Letters to the Editor 12/30 Part 3

January 02, 2002

Letters to the Editor 12/30 Part 3

'Friendly war' no way to end terrorism

By Sid Huguenin

Some new and unexpected tactics have been evolving in the war against the Taliban in Afghanistan. After years of a repressive regime in which thousands of men and women were put to death for no good reason, the Taliban are being let off the hook when they surrender to the anti-Taliban fighters.

It seems absurd to me that when the going gets tough and you might actually get killed, you can just lay down your weapon, explain you were "just kidding" and then walk away with impunity!

These acts of kindness on the battlefield are not uncommon when the combatants are wearing the insignia or uniform of the nation they represent and follow the rules of warfare as laid out by the Geneva Convention.

Even we have such historical precedent as when our own Civil War was ending. The men who represent the Taliban, however, wear no such insignia or uniform other than the occasional black turban. They target civilians and adhere to no laws nor do they recognize the Geneva Convention. They call for cease-fires in order for their leaders to skulk away in the night.


Bin Laden himself has attempted to flee Tora Bora under a white flag, leaving his 19-year-old son behind to cover him and endure the wrath of the American B-52s. After all, what's a father for?

If Bin Laden and his ilk really believe that to be martyred guarantees admission to heaven accompanied by 72 virgins, why do they run? During World War II, the Japanese twisted the concept of Bushido (Samurai code of honor) in much the same way that these terrorists have twisted the teachings of the Quran.

The primary difference is that the Japanese actually sought death in waves of Kamikaze and Banzai attacks. When faced with capture they would kill themselves and they didn't even get the virgins! What's wrong with their modern-day counterparts in Afghanistan?

In past wars you were deemed a saboteur or a spy if you showed up in your opponent's back yard wearing civilian clothes.

The standard operating procedure for dealing with such persons was to bring them before the commanding general of the theater of operations where thenwere questioned and they either locked up or summarily executed.

Ah, for the old days once again! In the newer, friendlier version of war we feed, clothe, protect and pamper them for the rest of their lives in a comfortable prison with television and recreation privileges. Our prison conditions are usually a step up from their present standard of living.

Now Congress wants to second-guess how prisoners of war are treated and wants oversight of the military tribunals. Why do they care more about terrorists than our own U.S. servicemen?

The U.S. military is subject to a different set of laws as listed in the Uniform Code of Military Justice (UCMJ).

The UCMJ gives the commanding general authority to convene courts martial, which can mete out both life in prison and death sentences. Congress tends to avoid interfering in military justice matters so why now insist on protecting the rights of spies, saboteurs and terrorists?

I hate to nit-pick but isn't it about time to get serious about ending terrorism? Our allies need to stop allowing the enemy to escape regardless of how apologetic they are.

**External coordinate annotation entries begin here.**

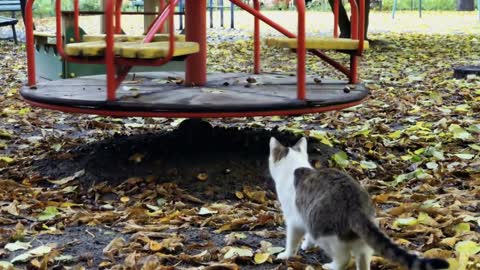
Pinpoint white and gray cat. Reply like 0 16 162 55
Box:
269 138 449 270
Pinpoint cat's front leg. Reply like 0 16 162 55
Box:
277 224 305 260
301 233 315 250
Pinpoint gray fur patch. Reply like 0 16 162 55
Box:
272 145 288 162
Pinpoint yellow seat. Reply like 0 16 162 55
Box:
115 41 200 59
65 41 106 57
65 41 200 59
83 34 185 42
33 31 57 45
266 37 369 51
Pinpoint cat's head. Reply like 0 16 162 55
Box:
268 137 310 181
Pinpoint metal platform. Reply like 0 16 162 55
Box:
20 72 369 118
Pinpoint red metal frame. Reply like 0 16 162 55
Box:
25 99 365 118
253 0 261 74
25 0 365 117
185 0 207 85
73 0 80 42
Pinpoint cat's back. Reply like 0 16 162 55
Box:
295 168 371 212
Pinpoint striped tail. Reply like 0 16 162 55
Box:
350 213 449 270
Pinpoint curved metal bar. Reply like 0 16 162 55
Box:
296 0 307 100
23 0 37 88
348 0 359 39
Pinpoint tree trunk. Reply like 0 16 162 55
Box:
328 0 372 39
457 0 475 11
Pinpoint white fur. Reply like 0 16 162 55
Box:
268 137 373 270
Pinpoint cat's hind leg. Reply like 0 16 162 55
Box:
352 241 374 270
277 224 305 260
323 239 351 270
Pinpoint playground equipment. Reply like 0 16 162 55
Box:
20 0 369 118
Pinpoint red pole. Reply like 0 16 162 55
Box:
333 0 340 38
348 53 358 84
349 0 358 39
73 0 80 42
159 0 165 33
253 0 260 74
230 0 350 76
185 0 207 85
358 0 365 55
25 0 36 88
115 0 122 34
297 0 307 100
105 0 117 101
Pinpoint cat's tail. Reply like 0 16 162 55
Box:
350 213 449 270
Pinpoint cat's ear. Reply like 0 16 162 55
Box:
270 137 288 162
293 167 315 187
292 137 307 154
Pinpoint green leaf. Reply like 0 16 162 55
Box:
333 151 350 168
467 124 480 133
55 255 75 262
11 245 52 263
0 261 13 269
360 160 377 170
0 156 15 164
448 124 472 140
430 91 443 105
425 161 438 170
38 206 60 221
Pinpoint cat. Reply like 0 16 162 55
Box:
269 137 449 270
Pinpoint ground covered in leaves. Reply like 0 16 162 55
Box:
0 13 480 269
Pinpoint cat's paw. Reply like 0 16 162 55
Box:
300 238 314 251
277 251 292 260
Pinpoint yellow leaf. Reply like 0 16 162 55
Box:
417 212 438 226
253 253 270 264
148 241 163 252
454 222 470 235
440 237 458 248
197 173 208 181
235 191 245 200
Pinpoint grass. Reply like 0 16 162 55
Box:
29 11 480 35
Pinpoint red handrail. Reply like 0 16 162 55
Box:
296 0 307 100
253 0 261 74
115 0 122 34
358 0 366 55
24 0 37 88
230 0 350 76
104 0 117 101
333 0 340 38
73 0 80 42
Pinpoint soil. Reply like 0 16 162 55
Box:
2 120 336 269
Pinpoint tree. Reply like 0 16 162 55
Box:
457 0 475 11
328 0 370 39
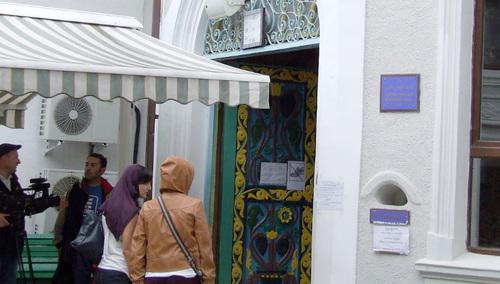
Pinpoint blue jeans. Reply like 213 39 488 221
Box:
94 268 131 284
0 254 17 284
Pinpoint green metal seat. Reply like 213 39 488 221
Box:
17 234 58 284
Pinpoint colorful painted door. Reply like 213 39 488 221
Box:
219 67 317 283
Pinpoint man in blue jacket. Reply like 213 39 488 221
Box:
53 153 113 284
0 143 62 284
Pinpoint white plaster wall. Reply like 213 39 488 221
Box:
155 0 213 205
312 0 366 284
357 0 438 284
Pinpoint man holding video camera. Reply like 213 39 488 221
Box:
0 143 64 284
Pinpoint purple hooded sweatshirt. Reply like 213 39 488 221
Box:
101 164 144 240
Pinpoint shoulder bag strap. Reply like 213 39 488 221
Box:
157 195 203 279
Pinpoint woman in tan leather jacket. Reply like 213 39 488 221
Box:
124 157 215 284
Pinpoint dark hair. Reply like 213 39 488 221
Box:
87 153 108 168
137 166 153 184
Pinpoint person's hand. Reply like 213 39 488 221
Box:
59 198 69 209
0 213 10 228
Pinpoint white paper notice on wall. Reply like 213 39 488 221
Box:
286 161 306 190
259 162 287 186
373 225 410 255
314 181 344 211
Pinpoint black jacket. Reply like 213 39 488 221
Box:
56 178 113 250
0 174 25 255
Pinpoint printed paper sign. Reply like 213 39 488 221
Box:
259 162 287 186
373 225 410 255
286 161 306 190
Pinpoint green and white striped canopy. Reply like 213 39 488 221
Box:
0 4 269 128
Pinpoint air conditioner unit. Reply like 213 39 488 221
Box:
26 169 118 234
40 95 120 143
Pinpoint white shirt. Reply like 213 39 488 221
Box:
97 215 128 275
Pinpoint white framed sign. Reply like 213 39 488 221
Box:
241 8 264 49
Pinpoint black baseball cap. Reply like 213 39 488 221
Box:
0 143 21 157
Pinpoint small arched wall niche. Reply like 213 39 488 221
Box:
361 171 421 206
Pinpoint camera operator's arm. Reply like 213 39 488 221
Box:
54 208 66 249
0 213 10 228
26 195 61 215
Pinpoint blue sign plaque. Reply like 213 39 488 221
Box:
380 74 420 112
370 208 410 226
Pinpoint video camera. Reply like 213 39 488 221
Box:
0 178 60 232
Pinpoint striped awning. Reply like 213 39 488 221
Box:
0 3 269 128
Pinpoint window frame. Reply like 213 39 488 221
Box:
467 0 500 256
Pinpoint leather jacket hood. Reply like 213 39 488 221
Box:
160 156 194 194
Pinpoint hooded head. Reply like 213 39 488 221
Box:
160 156 194 194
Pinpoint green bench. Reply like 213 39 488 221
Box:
17 234 58 284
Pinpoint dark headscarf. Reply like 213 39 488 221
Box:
101 164 144 240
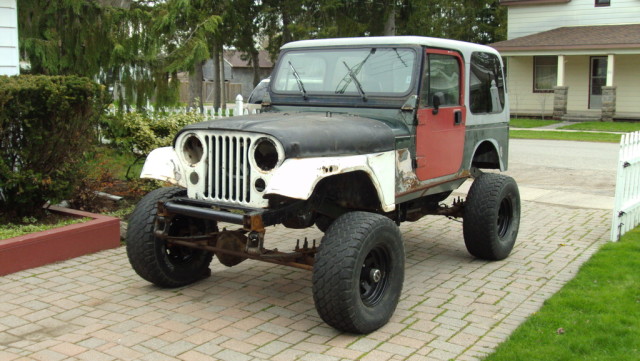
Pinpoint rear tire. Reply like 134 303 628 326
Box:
463 173 520 260
312 212 405 333
126 187 215 287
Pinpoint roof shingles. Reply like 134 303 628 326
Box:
490 24 640 52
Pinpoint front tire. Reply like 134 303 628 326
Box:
463 173 520 260
312 212 405 333
126 187 215 287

The only choice they should have is to surrender and maybe die in prison or die violently now.

Sid Huguenin is a former USMC Major and a graduate of the Counter Terrorism Course at the JFK Special Operations School, Ft. Bragg, N.C.

Without the skills vo-tech pupils get, most of us couldn't handle daily life

To the editor:

How has my life been touched by vocational-technical education today? Each morning I get out of my bed, which is in my house. The house was designed and built with vocational knowledge. Not only is it constructed with vocational knowledge, but with many diverse vocational fields.

My house sits on a foundation that was formed by masonry vocational knowledge. Boy, those lights sure are bright this early in the morning. As I am taking my shower, I never have a second thought as to where the water is going as long as it isn't dripping from the kitchen ceiling. If it is dripping, I will need to call a vocationally trained repairperson to fix the leak. I guess a minimum of a $65 service call isn't that expensive anyhow.

Now that the temperatures are dropping to below-freezing levels at night, I sure am glad that the heating system is working properly. There are even vocational programs in which a student will learn elements of many construction fields. I go to the garage to get in a $20,000 computer on wheels. It won't start. I sure hope that vocationally trained technician who is charging $55 per hour knows what he/she is doing because I don't want this repair job to turn into a weeklong endeavor. When I get the bill, I hope I don't need to enlist the help of a technically trained medic to help me recover from the shock.